Now he turned in the seat, putting an arm on the back of the swing, his expression earnest. “I tried to heal Sam. I did, Jo. I swear it. Every time I tried, I made it worse somehow and I still don’t understand how. I don’t understand why I couldn’t heal him when I’d had the power to knit you and Ellen back together. You’re both obviously well and healthy. I had the power and it makes no sense that I couldn’t fix him.”

He appeared to be eager to talk about it to someone and she let him, not talking, but rather thinking about what he was saying and what Sam and Dean had said both then and now.

“I’d touch his forehead, search out the broken section, and then…it’d move. It resisted, almost like a live thing inside his head. It shouldn’t have done that. The human mind isn’t like that and I don’t understand.”

“Maybe it wasn’t your fault you couldn’t fix him,” she replied slowly.

“What do you mean?”

Beth began to wake up and whimper and Jo raised her up against her shoulder, patting her back gently. “How sure are we all that Lucifer is just a hallucination? Are we one-hundred percent sure he didn’t piggyback Sam’s soul out of the cage when Death retrieved it?”

Castiel stilled, brow furrowing. “I’d think Death would’ve known if that were the case.”

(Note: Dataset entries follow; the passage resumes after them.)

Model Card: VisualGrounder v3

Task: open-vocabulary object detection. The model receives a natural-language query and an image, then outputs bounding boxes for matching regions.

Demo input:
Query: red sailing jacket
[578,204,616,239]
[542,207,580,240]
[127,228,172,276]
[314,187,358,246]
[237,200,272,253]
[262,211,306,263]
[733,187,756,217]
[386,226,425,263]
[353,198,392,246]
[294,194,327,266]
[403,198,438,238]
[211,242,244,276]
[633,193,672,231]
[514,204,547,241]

“Sure, but would he tell anyone? I mean, isn’t the apocalypse and the end of the world the end game for all those higher beings? Even Death?”

He gave a half shrug. “Death doesn’t particularly care about us. His soft spot for Dean is an anomaly.”

“Sam was strong enough, with Dean’s help, to win the battle of wills against Lucifer. In order to take him again, Lucifer would have to really trick Sam into it. Isn’t making us all think Sam is nuts and hallucinates him right up Lucifer’s alley? If he can convince Sam to reintegrate him, then he wins. He takes control. You were an angel, Castiel. Is it likely he’d do that? I mean, there was a day once where I really thought it was me, Sam, and an unknown presence sitting at the table. Not you, but another one. He’d been talking to thin air, to Lucifer.”

“Sam already reintegrated himself as you put it. He did that after I pushed down the wall. He…. The wall….” His eyes glazed over a little and Jo could tell his thoughts had turned inward. Finally, he blinked. “Jo, I have to go.” He got up, then sat back down, one hand reaching out. He touched Beth’s cheek with a finger. “She really is a beautiful child and I’m very glad things worked out between you and Dean despite my meddling.” Castiel was gone before she could say anything more, running in the direction of the cabin.